Il ne manque à l'oisiveté du sage qu'un meilleur nom, et que méditer, parler, lire et être tranquille s'appelât travailler.
Jean de La Bruyère –Les Caractères
Pour La Bruyère, l’oisiveté et le travail sont deux dénominations qui peuvent recouvrir une seule et même réalité.
Peut-on étirer ainsi la notion de travail et l’appliquer à de telles activités ou états sans la faire craquer ? Ce n’est possible qu’à condition de la redéfinir ; mais alors, ne risque-t-on pas d’effacer les limites du concept au point de le rendre inintelligible ?
- D’abord, reconnaissons que si le travail est une activité non pas d’ordre économique (= destinée à satisfaire les besoins du travailleur) mais destinée à produire une transformation de la matière, on progresse, mais on n’est pas encore arrivé au but.

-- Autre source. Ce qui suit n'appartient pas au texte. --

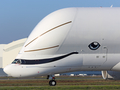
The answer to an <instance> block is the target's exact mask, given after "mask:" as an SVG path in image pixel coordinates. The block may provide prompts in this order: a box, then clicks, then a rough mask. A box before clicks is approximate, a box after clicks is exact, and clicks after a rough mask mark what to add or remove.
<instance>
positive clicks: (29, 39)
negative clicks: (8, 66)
mask: <svg viewBox="0 0 120 90" xmlns="http://www.w3.org/2000/svg"><path fill="white" fill-rule="evenodd" d="M76 13H77V8H68V9H62V10H58V11H55V12H53V13H51V14H49V15H48V16H46V17H45V18H44V19H43V20H42V21H40V22H39V23H38V25H37V26H36V27H35V28H34V30H33V31H32V33H31V34H30V36H29V37H28V40H27V41H26V43H25V44H24V46H23V48H22V50H21V51H20V53H19V54H20V58H24V59H44V58H46V57H51V56H53V55H57V52H58V51H59V48H60V47H61V45H62V43H63V42H64V40H65V38H66V37H67V35H68V33H69V32H70V30H71V27H72V25H73V23H74V19H75V17H76ZM67 53H70V52H67ZM60 54H64V53H62V52H61V53H60ZM18 58H19V55H18Z"/></svg>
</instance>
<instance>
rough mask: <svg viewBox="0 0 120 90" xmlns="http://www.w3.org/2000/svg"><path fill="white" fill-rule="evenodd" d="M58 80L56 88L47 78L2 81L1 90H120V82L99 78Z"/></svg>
mask: <svg viewBox="0 0 120 90" xmlns="http://www.w3.org/2000/svg"><path fill="white" fill-rule="evenodd" d="M56 78H57V79H56V81H57V85H56V86H49V84H48V83H49V80H46V78H45V77H44V78H43V77H42V78H37V79H15V80H14V79H12V80H0V90H120V80H103V79H102V78H101V79H98V77H95V78H93V77H83V78H82V77H56ZM86 78H88V79H86Z"/></svg>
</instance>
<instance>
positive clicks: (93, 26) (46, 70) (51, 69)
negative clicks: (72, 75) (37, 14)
mask: <svg viewBox="0 0 120 90" xmlns="http://www.w3.org/2000/svg"><path fill="white" fill-rule="evenodd" d="M119 29H120V8H65V9H61V10H57V11H55V12H53V13H51V14H49V15H48V16H46V17H45V18H44V19H43V20H42V21H40V22H39V23H38V25H37V26H36V27H35V28H34V30H33V31H32V32H31V34H30V36H29V37H28V40H27V41H26V42H25V44H24V46H23V48H22V49H21V51H20V53H19V54H18V56H17V57H16V61H17V60H18V59H20V60H19V63H20V65H17V64H15V63H16V61H15V62H13V64H11V65H9V66H8V67H7V68H5V69H4V71H5V72H6V73H7V72H8V74H10V75H12V76H16V77H19V76H32V75H51V74H55V73H63V72H71V71H78V70H111V69H112V70H118V71H119V64H118V63H119V62H120V41H119V40H120V30H119ZM116 64H117V66H116ZM113 67H114V68H113ZM17 71H19V72H17ZM15 72H17V73H15Z"/></svg>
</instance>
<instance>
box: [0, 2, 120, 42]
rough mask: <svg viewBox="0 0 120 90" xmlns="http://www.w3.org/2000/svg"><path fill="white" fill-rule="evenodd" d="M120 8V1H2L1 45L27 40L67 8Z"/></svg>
mask: <svg viewBox="0 0 120 90" xmlns="http://www.w3.org/2000/svg"><path fill="white" fill-rule="evenodd" d="M111 5H113V7H120V0H0V44H7V43H10V42H12V41H15V40H18V39H22V38H26V37H28V36H29V34H30V33H31V31H32V30H33V29H34V27H35V26H36V25H37V23H38V22H39V21H40V20H41V19H43V18H44V17H45V16H46V15H48V14H50V13H51V12H53V11H55V10H58V9H62V8H67V7H100V6H102V7H110V6H111Z"/></svg>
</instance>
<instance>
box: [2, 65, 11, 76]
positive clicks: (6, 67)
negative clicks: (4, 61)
mask: <svg viewBox="0 0 120 90" xmlns="http://www.w3.org/2000/svg"><path fill="white" fill-rule="evenodd" d="M3 71H4V72H5V73H6V74H7V75H9V76H11V75H10V65H8V66H6V67H5V68H4V69H3Z"/></svg>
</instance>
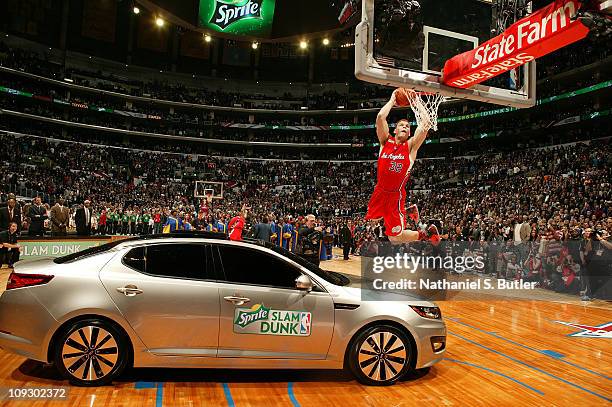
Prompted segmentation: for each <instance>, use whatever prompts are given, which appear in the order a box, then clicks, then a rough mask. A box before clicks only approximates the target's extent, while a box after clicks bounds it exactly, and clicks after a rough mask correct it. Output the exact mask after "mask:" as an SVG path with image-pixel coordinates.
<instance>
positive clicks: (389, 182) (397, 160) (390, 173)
mask: <svg viewBox="0 0 612 407" xmlns="http://www.w3.org/2000/svg"><path fill="white" fill-rule="evenodd" d="M409 171H410V149H409V148H408V142H407V141H406V142H405V143H402V144H395V139H394V138H392V137H389V139H388V140H387V142H386V143H385V145H384V146H383V148H382V151H381V152H380V155H379V156H378V178H377V182H376V187H377V188H382V189H384V190H386V191H400V190H401V189H402V188H404V185H405V183H406V182H408V178H409V177H410V173H409Z"/></svg>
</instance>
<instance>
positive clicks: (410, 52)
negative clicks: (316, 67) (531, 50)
mask: <svg viewBox="0 0 612 407" xmlns="http://www.w3.org/2000/svg"><path fill="white" fill-rule="evenodd" d="M527 6H529V4H527ZM398 8H399V9H400V10H398ZM407 10H408V11H407ZM402 12H403V14H402ZM529 12H530V10H529ZM493 14H494V10H493V7H492V3H491V1H490V0H362V16H361V22H360V23H359V24H358V25H357V27H356V29H355V76H356V77H357V79H360V80H363V81H366V82H372V83H378V84H381V85H387V86H392V87H405V88H410V89H414V90H417V91H423V92H431V93H439V94H442V95H443V96H446V97H452V98H461V99H471V100H476V101H480V102H486V103H494V104H498V105H504V106H512V107H517V108H525V107H531V106H533V105H535V101H536V94H535V90H536V89H535V88H536V85H535V82H536V71H535V62H529V63H527V64H525V65H523V66H521V67H519V68H518V69H515V70H514V71H513V72H511V73H506V74H505V75H500V76H497V77H495V78H493V79H491V80H489V81H487V82H483V83H482V84H479V85H474V86H472V87H470V88H467V89H460V88H454V87H450V86H446V85H444V84H442V83H441V80H440V79H441V76H442V74H441V72H442V68H443V67H444V63H445V62H446V60H448V59H449V58H451V57H453V56H455V55H457V54H460V53H462V52H465V51H469V50H471V49H474V48H477V47H478V45H479V44H482V43H483V42H485V41H487V40H489V39H490V38H492V37H494V36H495V35H497V32H495V23H494V18H493ZM397 15H403V16H407V17H405V18H397V17H395V16H397Z"/></svg>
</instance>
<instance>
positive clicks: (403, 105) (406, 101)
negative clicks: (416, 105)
mask: <svg viewBox="0 0 612 407" xmlns="http://www.w3.org/2000/svg"><path fill="white" fill-rule="evenodd" d="M395 104H396V105H398V106H402V107H404V106H410V101H409V99H408V90H407V89H406V88H397V89H395Z"/></svg>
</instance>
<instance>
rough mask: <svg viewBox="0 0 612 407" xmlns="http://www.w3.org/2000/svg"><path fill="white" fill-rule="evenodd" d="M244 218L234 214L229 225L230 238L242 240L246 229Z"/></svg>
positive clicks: (234, 239)
mask: <svg viewBox="0 0 612 407" xmlns="http://www.w3.org/2000/svg"><path fill="white" fill-rule="evenodd" d="M244 224H245V221H244V218H243V217H242V216H234V217H233V218H232V220H230V223H229V225H228V230H229V238H230V240H242V230H243V229H244Z"/></svg>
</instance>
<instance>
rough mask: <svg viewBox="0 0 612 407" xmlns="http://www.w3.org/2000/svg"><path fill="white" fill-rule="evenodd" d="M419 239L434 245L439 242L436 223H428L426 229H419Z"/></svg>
mask: <svg viewBox="0 0 612 407" xmlns="http://www.w3.org/2000/svg"><path fill="white" fill-rule="evenodd" d="M419 240H425V241H428V242H431V244H433V245H434V246H437V245H439V244H440V233H439V232H438V228H437V227H436V225H429V227H428V228H427V229H426V230H419Z"/></svg>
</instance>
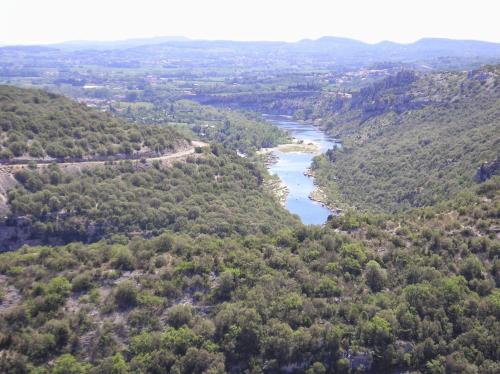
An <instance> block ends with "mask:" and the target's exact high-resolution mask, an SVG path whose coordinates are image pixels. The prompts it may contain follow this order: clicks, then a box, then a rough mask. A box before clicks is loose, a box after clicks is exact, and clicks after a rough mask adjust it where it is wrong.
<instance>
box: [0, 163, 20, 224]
mask: <svg viewBox="0 0 500 374" xmlns="http://www.w3.org/2000/svg"><path fill="white" fill-rule="evenodd" d="M16 184H17V181H16V179H15V178H14V176H13V175H12V173H10V172H9V171H8V170H7V169H5V168H4V167H1V166H0V219H2V218H3V217H4V216H5V215H6V213H7V209H8V208H7V191H8V190H10V189H11V188H12V187H14V186H15V185H16Z"/></svg>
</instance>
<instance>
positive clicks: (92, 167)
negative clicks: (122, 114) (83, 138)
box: [0, 140, 208, 218]
mask: <svg viewBox="0 0 500 374" xmlns="http://www.w3.org/2000/svg"><path fill="white" fill-rule="evenodd" d="M206 146H208V144H207V143H204V142H200V141H196V140H193V141H192V142H191V146H190V147H189V148H188V149H183V150H182V151H179V152H175V153H171V154H167V155H164V156H158V157H151V158H144V159H142V160H141V159H130V160H117V161H116V162H119V161H130V162H132V163H133V164H139V163H142V162H143V160H146V163H151V162H154V161H160V162H162V163H163V164H164V165H167V164H169V163H170V162H173V161H175V160H180V159H183V158H185V157H187V156H189V155H192V154H195V151H196V148H197V147H206ZM106 162H107V161H82V162H58V163H57V165H59V168H60V169H61V170H62V171H67V172H77V171H80V170H83V169H91V168H95V167H98V166H102V165H104V164H105V163H106ZM49 165H51V164H38V165H37V168H38V169H43V168H47V167H48V166H49ZM28 167H29V166H28V165H27V164H19V165H1V164H0V216H1V214H2V213H3V212H4V211H5V210H6V209H7V205H6V203H7V191H8V190H9V189H11V188H12V187H14V186H15V185H16V184H17V181H16V180H15V178H14V176H13V174H14V173H16V172H17V171H20V170H23V169H26V168H28ZM0 218H1V217H0Z"/></svg>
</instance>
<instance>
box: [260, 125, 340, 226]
mask: <svg viewBox="0 0 500 374" xmlns="http://www.w3.org/2000/svg"><path fill="white" fill-rule="evenodd" d="M264 118H265V119H266V120H267V121H269V122H270V123H272V124H273V125H275V126H278V127H279V128H280V129H282V130H285V131H286V132H288V133H289V134H290V135H291V136H292V137H294V138H296V139H298V140H299V141H300V140H302V141H303V142H304V143H305V144H308V143H311V142H313V143H315V144H317V145H318V146H319V147H320V150H321V153H324V152H326V151H327V150H328V149H331V148H333V147H336V146H338V145H339V143H338V141H337V140H336V139H333V138H331V137H329V136H328V135H327V134H325V133H324V132H323V131H321V130H320V129H319V128H318V127H315V126H313V125H311V124H307V123H297V122H295V121H293V120H291V119H290V118H288V117H285V116H271V115H264ZM273 154H274V155H275V156H277V157H278V160H277V162H276V163H274V164H272V165H271V166H270V167H269V171H270V172H271V173H272V174H276V175H277V176H278V177H279V178H280V179H281V181H282V182H283V183H284V184H285V185H286V186H287V187H288V196H287V199H286V202H285V205H286V208H287V209H288V210H289V211H290V212H291V213H294V214H297V215H298V216H299V217H300V219H301V220H302V222H303V223H304V224H306V225H320V224H323V223H325V222H326V220H327V218H328V216H329V215H330V214H332V212H331V211H330V210H329V209H328V208H326V207H325V206H323V205H322V204H320V203H318V202H316V201H312V200H311V199H310V198H309V195H310V194H311V192H313V191H314V189H315V188H316V187H315V185H314V182H313V179H312V178H311V177H308V176H306V175H304V172H306V171H307V170H308V169H309V167H310V166H311V162H312V159H313V158H314V156H315V154H314V153H304V152H302V153H300V152H281V151H279V150H274V151H273Z"/></svg>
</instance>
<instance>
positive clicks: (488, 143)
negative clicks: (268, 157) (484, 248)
mask: <svg viewBox="0 0 500 374" xmlns="http://www.w3.org/2000/svg"><path fill="white" fill-rule="evenodd" d="M499 77H500V74H499V70H498V67H497V68H485V69H482V70H479V71H476V72H473V73H471V74H465V73H439V74H430V75H428V76H424V77H421V78H419V79H417V80H414V79H413V78H411V77H410V76H409V77H406V78H405V77H403V78H401V79H402V82H403V83H401V84H402V85H403V87H404V89H403V91H404V93H402V94H401V95H397V94H396V92H397V91H398V90H400V89H401V85H400V84H399V83H398V84H396V83H397V82H396V83H394V82H393V83H394V84H396V87H394V86H393V84H391V85H389V86H387V84H379V85H376V86H375V87H374V88H373V89H371V90H367V91H366V93H365V94H364V96H366V101H363V100H365V99H363V98H360V99H359V100H362V103H361V104H356V105H354V104H353V105H354V106H353V107H352V108H351V109H350V110H346V111H344V112H342V111H341V112H337V113H336V114H333V115H331V116H330V117H326V118H325V119H324V122H323V124H324V126H325V127H326V129H327V130H328V131H330V132H331V133H333V134H337V135H338V136H341V137H342V140H343V147H342V148H340V149H335V150H333V151H330V152H328V154H327V155H326V156H324V157H322V158H320V159H318V160H317V161H316V163H315V165H314V166H315V168H316V176H317V178H318V179H317V180H318V181H319V183H320V184H321V185H322V186H323V187H324V190H325V191H326V192H327V193H328V194H329V195H330V197H331V198H332V199H334V201H335V200H337V201H340V202H342V203H344V204H345V205H350V206H355V207H357V208H358V209H363V210H375V211H399V210H405V209H409V208H412V207H421V206H427V205H433V204H436V203H438V202H440V201H442V200H443V199H448V198H450V197H451V196H454V195H455V194H457V193H458V192H459V191H461V190H462V189H463V188H468V187H471V186H473V185H474V184H475V183H476V180H475V179H476V174H477V171H478V169H479V168H480V167H481V165H483V163H489V162H493V161H495V160H497V159H498V157H499V152H498V150H499V149H500V147H499V145H500V133H499V131H498V129H499V127H500V122H499V121H500V120H499V118H500V84H499V81H500V80H499ZM410 78H411V79H410ZM408 82H412V83H408ZM408 84H409V85H408ZM388 87H389V88H388ZM362 91H363V90H362ZM354 97H355V96H353V99H354ZM405 98H411V103H420V104H422V105H421V108H420V109H415V108H416V106H415V105H416V104H415V105H414V104H409V105H408V106H407V107H405V108H403V109H401V107H399V109H398V110H396V109H397V105H396V104H394V103H404V102H405V101H406V99H405ZM363 103H364V104H363ZM376 103H385V104H384V105H385V106H384V105H383V108H382V109H381V112H378V111H375V112H372V114H373V116H372V115H370V116H369V117H370V118H369V119H367V115H368V114H367V113H368V112H365V109H366V107H365V105H368V106H370V107H372V109H373V108H374V107H373V105H375V106H377V104H376ZM420 104H419V105H420ZM395 105H396V106H395Z"/></svg>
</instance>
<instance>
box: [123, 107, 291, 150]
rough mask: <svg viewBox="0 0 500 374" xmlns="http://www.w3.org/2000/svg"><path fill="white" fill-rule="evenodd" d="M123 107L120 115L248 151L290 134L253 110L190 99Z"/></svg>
mask: <svg viewBox="0 0 500 374" xmlns="http://www.w3.org/2000/svg"><path fill="white" fill-rule="evenodd" d="M123 106H124V107H126V110H121V111H119V112H118V114H119V115H120V116H122V117H124V118H126V119H127V120H129V121H133V122H136V123H172V124H175V125H176V126H185V127H187V128H188V129H189V130H191V131H192V132H194V133H195V134H196V135H197V136H198V137H200V138H201V139H206V140H208V141H215V142H217V143H219V144H222V145H223V146H224V147H225V148H228V149H232V150H237V151H240V152H244V153H254V152H255V151H256V150H258V149H260V148H267V147H274V146H276V145H278V144H281V143H284V142H286V141H287V140H288V138H287V135H286V134H284V133H283V132H282V131H280V130H279V129H278V128H277V127H275V126H270V125H269V124H268V123H266V122H264V121H263V120H262V119H261V118H260V117H259V116H258V115H256V114H253V113H249V112H246V113H245V112H238V111H231V110H227V109H223V108H214V107H210V106H206V105H200V104H198V103H196V102H193V101H189V100H177V101H167V102H164V101H160V102H159V103H156V104H154V105H135V106H134V105H133V103H129V104H123ZM121 109H124V108H121ZM115 111H116V109H115Z"/></svg>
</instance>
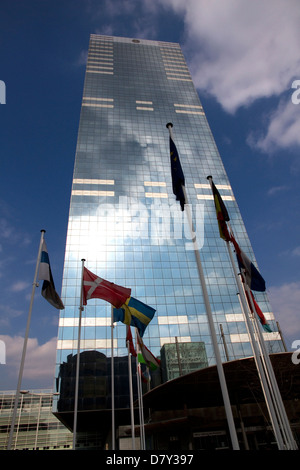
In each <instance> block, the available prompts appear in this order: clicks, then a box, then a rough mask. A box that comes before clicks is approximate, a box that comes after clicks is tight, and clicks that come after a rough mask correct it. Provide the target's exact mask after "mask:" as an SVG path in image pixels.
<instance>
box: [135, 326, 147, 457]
mask: <svg viewBox="0 0 300 470" xmlns="http://www.w3.org/2000/svg"><path fill="white" fill-rule="evenodd" d="M135 344H136V352H137V355H136V380H137V389H138V403H139V418H140V442H141V450H145V448H146V446H145V435H144V410H143V398H142V381H141V364H140V363H139V360H138V354H139V351H140V347H139V344H138V341H137V329H136V328H135Z"/></svg>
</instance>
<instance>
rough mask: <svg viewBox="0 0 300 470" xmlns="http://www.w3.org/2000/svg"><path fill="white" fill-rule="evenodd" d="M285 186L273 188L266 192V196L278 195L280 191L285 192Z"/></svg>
mask: <svg viewBox="0 0 300 470" xmlns="http://www.w3.org/2000/svg"><path fill="white" fill-rule="evenodd" d="M287 190H288V187H287V186H273V187H272V188H270V189H269V190H268V196H274V194H277V193H280V192H281V191H287Z"/></svg>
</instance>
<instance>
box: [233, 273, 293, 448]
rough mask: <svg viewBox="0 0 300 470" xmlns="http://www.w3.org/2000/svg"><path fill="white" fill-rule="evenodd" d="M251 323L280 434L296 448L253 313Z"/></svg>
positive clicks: (271, 365)
mask: <svg viewBox="0 0 300 470" xmlns="http://www.w3.org/2000/svg"><path fill="white" fill-rule="evenodd" d="M242 275H243V274H242ZM243 278H244V276H243ZM244 280H245V279H244ZM244 285H245V289H246V291H247V293H248V297H249V300H250V303H251V307H252V310H253V312H255V305H254V302H253V299H252V296H251V292H250V288H249V286H248V285H247V284H246V283H245V282H244ZM253 323H254V325H255V329H256V334H257V337H258V344H259V346H260V350H261V356H262V360H263V363H264V367H265V370H266V374H267V377H268V382H269V387H270V390H271V392H272V396H273V401H274V406H275V408H276V410H277V416H278V420H279V422H280V424H281V431H282V434H283V436H284V441H285V443H286V446H287V448H288V449H289V450H297V449H298V447H297V445H296V442H295V440H294V437H293V434H292V431H291V428H290V424H289V420H288V417H287V415H286V411H285V407H284V404H283V402H282V397H281V394H280V391H279V388H278V384H277V380H276V377H275V374H274V370H273V366H272V364H271V361H270V357H269V354H268V353H267V351H266V347H265V342H264V338H263V335H262V333H261V330H260V328H259V325H258V322H257V319H256V318H255V315H253ZM285 448H286V447H285Z"/></svg>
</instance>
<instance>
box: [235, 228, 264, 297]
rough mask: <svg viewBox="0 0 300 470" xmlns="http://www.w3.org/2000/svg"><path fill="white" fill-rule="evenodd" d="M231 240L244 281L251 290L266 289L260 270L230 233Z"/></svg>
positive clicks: (256, 290)
mask: <svg viewBox="0 0 300 470" xmlns="http://www.w3.org/2000/svg"><path fill="white" fill-rule="evenodd" d="M230 239H231V241H232V243H233V244H234V248H235V252H236V257H237V261H238V264H239V268H240V269H241V270H242V269H244V271H245V277H246V283H247V285H248V287H249V288H250V289H251V290H256V291H259V292H264V291H265V290H266V283H265V280H264V279H263V277H262V276H261V274H260V272H259V271H258V270H257V269H256V267H255V266H254V264H253V263H252V261H251V260H250V259H249V258H248V256H247V255H246V254H245V253H244V252H243V250H242V249H241V248H240V247H239V245H238V243H237V242H236V240H235V238H234V236H233V235H231V238H230Z"/></svg>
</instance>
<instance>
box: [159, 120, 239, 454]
mask: <svg viewBox="0 0 300 470" xmlns="http://www.w3.org/2000/svg"><path fill="white" fill-rule="evenodd" d="M172 127H173V124H172V123H168V124H167V128H168V129H169V132H170V136H171V138H172V140H173V141H174V139H173V136H172V129H171V128H172ZM182 189H183V192H184V197H185V208H186V209H187V210H186V213H187V218H188V222H189V226H190V231H191V236H192V241H193V246H194V253H195V257H196V263H197V268H198V274H199V278H200V283H201V286H202V293H203V298H204V303H205V307H206V314H207V318H208V323H209V327H210V333H211V337H212V342H213V347H214V353H215V358H216V363H217V370H218V375H219V380H220V386H221V390H222V396H223V401H224V407H225V412H226V416H227V422H228V427H229V432H230V437H231V443H232V447H233V450H239V443H238V438H237V434H236V429H235V425H234V420H233V415H232V409H231V404H230V401H229V395H228V390H227V385H226V380H225V374H224V370H223V365H222V360H221V355H220V351H219V348H218V341H217V336H216V332H215V327H214V322H213V316H212V311H211V307H210V302H209V297H208V292H207V287H206V282H205V277H204V272H203V268H202V263H201V258H200V252H199V247H198V243H197V239H196V233H195V231H194V228H193V222H192V216H191V212H190V206H189V204H188V198H187V194H186V190H185V186H183V185H182Z"/></svg>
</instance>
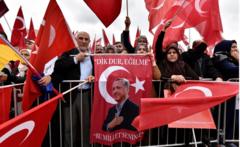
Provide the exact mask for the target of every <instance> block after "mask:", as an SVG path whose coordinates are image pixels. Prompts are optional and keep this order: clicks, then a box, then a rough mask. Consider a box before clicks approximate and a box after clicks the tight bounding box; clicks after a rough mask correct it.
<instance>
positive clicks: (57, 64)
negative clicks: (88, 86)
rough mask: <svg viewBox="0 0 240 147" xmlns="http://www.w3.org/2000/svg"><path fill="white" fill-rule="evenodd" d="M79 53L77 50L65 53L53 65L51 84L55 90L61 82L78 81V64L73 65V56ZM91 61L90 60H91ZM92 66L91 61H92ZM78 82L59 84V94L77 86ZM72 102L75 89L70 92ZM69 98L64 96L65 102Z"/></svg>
mask: <svg viewBox="0 0 240 147" xmlns="http://www.w3.org/2000/svg"><path fill="white" fill-rule="evenodd" d="M78 53H79V50H78V49H77V48H74V49H72V50H70V51H67V52H65V53H63V54H62V55H61V56H60V57H59V58H58V60H57V61H56V63H55V67H54V71H53V73H52V75H51V78H52V82H53V85H54V87H55V88H57V89H59V87H58V86H59V84H60V83H61V82H62V81H63V80H80V75H81V73H80V62H78V63H77V64H75V62H74V57H73V55H77V54H78ZM91 60H92V58H91ZM92 64H93V61H92ZM78 84H79V83H78V82H74V83H71V84H70V83H62V84H61V89H60V90H61V92H64V91H66V90H68V89H70V88H72V87H74V86H76V85H78ZM71 94H72V99H73V100H72V102H73V101H74V98H76V94H77V89H75V90H73V91H72V93H71ZM69 97H70V93H69V94H66V95H65V96H64V98H65V100H66V101H67V102H68V101H69Z"/></svg>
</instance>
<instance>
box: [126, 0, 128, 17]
mask: <svg viewBox="0 0 240 147" xmlns="http://www.w3.org/2000/svg"><path fill="white" fill-rule="evenodd" d="M126 9H127V16H128V0H126Z"/></svg>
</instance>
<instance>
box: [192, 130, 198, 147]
mask: <svg viewBox="0 0 240 147" xmlns="http://www.w3.org/2000/svg"><path fill="white" fill-rule="evenodd" d="M192 133H193V140H194V145H195V147H197V140H196V135H195V131H194V129H193V128H192Z"/></svg>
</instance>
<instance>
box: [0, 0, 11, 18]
mask: <svg viewBox="0 0 240 147" xmlns="http://www.w3.org/2000/svg"><path fill="white" fill-rule="evenodd" d="M8 10H9V9H8V7H7V5H6V4H5V2H4V0H0V18H1V17H2V16H3V15H4V14H5V13H7V12H8Z"/></svg>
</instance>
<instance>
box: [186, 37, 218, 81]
mask: <svg viewBox="0 0 240 147" xmlns="http://www.w3.org/2000/svg"><path fill="white" fill-rule="evenodd" d="M206 49H207V44H206V43H205V42H203V41H202V40H196V41H194V42H193V46H192V49H189V50H188V51H186V52H183V53H182V59H183V60H184V61H185V62H186V63H187V64H188V65H189V66H190V67H191V68H192V69H193V70H194V71H195V72H196V73H197V75H198V76H199V77H200V80H201V79H203V80H204V79H211V80H216V81H222V76H221V74H220V73H219V72H218V70H217V69H216V68H215V67H214V65H213V63H212V60H211V58H210V57H209V56H208V55H207V54H206V53H205V51H206Z"/></svg>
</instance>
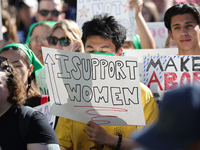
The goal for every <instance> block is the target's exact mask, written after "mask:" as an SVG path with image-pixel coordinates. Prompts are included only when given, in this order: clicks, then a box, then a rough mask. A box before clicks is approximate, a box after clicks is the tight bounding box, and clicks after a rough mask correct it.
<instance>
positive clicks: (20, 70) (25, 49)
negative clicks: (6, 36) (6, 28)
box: [0, 43, 48, 107]
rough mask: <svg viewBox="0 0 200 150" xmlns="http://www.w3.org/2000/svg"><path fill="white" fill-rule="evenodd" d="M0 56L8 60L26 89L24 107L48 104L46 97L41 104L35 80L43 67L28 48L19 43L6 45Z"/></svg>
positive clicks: (39, 62) (41, 96) (2, 49)
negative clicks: (25, 93)
mask: <svg viewBox="0 0 200 150" xmlns="http://www.w3.org/2000/svg"><path fill="white" fill-rule="evenodd" d="M0 56H1V57H6V58H7V59H9V62H10V64H12V65H13V67H14V68H15V69H16V70H17V71H19V73H20V76H21V80H22V82H23V84H24V85H25V87H26V95H27V98H28V100H27V102H26V105H28V106H31V107H36V106H38V105H41V104H43V103H46V102H48V97H47V99H45V101H44V102H42V101H43V99H42V98H43V95H41V94H40V92H39V90H38V88H37V85H36V78H37V76H38V74H39V73H40V72H41V71H42V70H43V68H44V67H43V65H42V64H41V63H40V61H39V60H38V59H37V57H36V56H35V55H34V53H33V52H32V51H31V50H30V49H29V48H28V46H26V45H25V44H20V43H12V44H8V45H6V46H4V47H3V48H1V49H0Z"/></svg>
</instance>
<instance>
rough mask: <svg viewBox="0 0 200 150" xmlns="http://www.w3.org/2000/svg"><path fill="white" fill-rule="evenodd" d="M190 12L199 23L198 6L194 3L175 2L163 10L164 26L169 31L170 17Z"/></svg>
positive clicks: (169, 24) (199, 16) (171, 17)
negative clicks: (164, 11) (177, 3)
mask: <svg viewBox="0 0 200 150" xmlns="http://www.w3.org/2000/svg"><path fill="white" fill-rule="evenodd" d="M187 13H192V14H193V16H194V18H195V19H196V21H197V23H198V24H199V23H200V7H199V6H198V5H197V4H194V3H184V4H176V5H174V6H172V7H171V8H169V9H168V10H167V11H166V12H165V16H164V22H165V27H166V28H167V29H168V30H169V31H171V18H172V17H173V16H176V15H183V14H187Z"/></svg>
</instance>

Il faut donc ajouter que le travail n’est pas exclusivement une transformation de la matière, mais qu’il comporte aussi une large part d’activité intellectuelle. C’est même l’opposition entre travail matériel et travail intellectuel qui semblait à Marx être l’expression la plus nette de l’aliénation par le travail : pourquoi celui qui travaille ne pourrait-il méditer, parler, lire, dans l’exercice même de son travail ?
- Reste : être tranquille. On dira que c’est cela l’oisiveté, et que le travailleur ne peut être oisif. Mais on devrait sans doute concevoir l’oisiveté sur le fond d’une autre activité dont elle constituerait une condition d’exercice.
Mai-68 : métro-boulot-dodo : comme Aristote, les jeunes contestataires de l’époque refusaient au repos un statut bienheureux, car il y voyaient la condition du travail et non sa récompense (1).
Etre tranquille c’est le fait ne pas dissiper son énergie dans le monde extérieur, et de la réacheminer vers notre propre être, la mettre au service de notre propre pensée.
- Résumons-nous : Travailler, c’est agir, c’est créer, comme Hannah Arendt nous invite à le penser. Agir créer, c’est aussi bien transformer la matière qu’élaborer une pensée, à plusieurs ou tout seul – et dans ce cas, la tranquillité en est une condition.
Mais pour parvenir à cet état, il faut désolidariser l’idée de travail de celle de satisfaction des besoins – la quelle suppose le labeur.
La Bruyère a donc tort mais en partie seulement : on peut bien nommer travail l’oisiveté du sage, à condition de dire qu’il doit aussi exercer un labeur pour manger chaque jour.
Spinoza était aussi polisseur de lentilles (2).
(1) On dirait tout aussi bien « dodo-métro-boulot »
(2) Pour les ignorants qui ricanent, je suis obligé de préciser qu’il ne travaillait pas chez William Saurin.
2 comments:
Tiens, je vais garder cette citation. Au bac blanc, on avait donné cette année : "Le travail est-il le contraire du loisir ?", ce qui a donné lieu à d'affligeantes platitudes. Partir de La Bruyère est une bonne idée. :)
Partir de La Bruyère est une bonne idée
Pourquoi pas ?
En tout cas, la citation de La Bruyère ale mérite d'être parfaitement claire.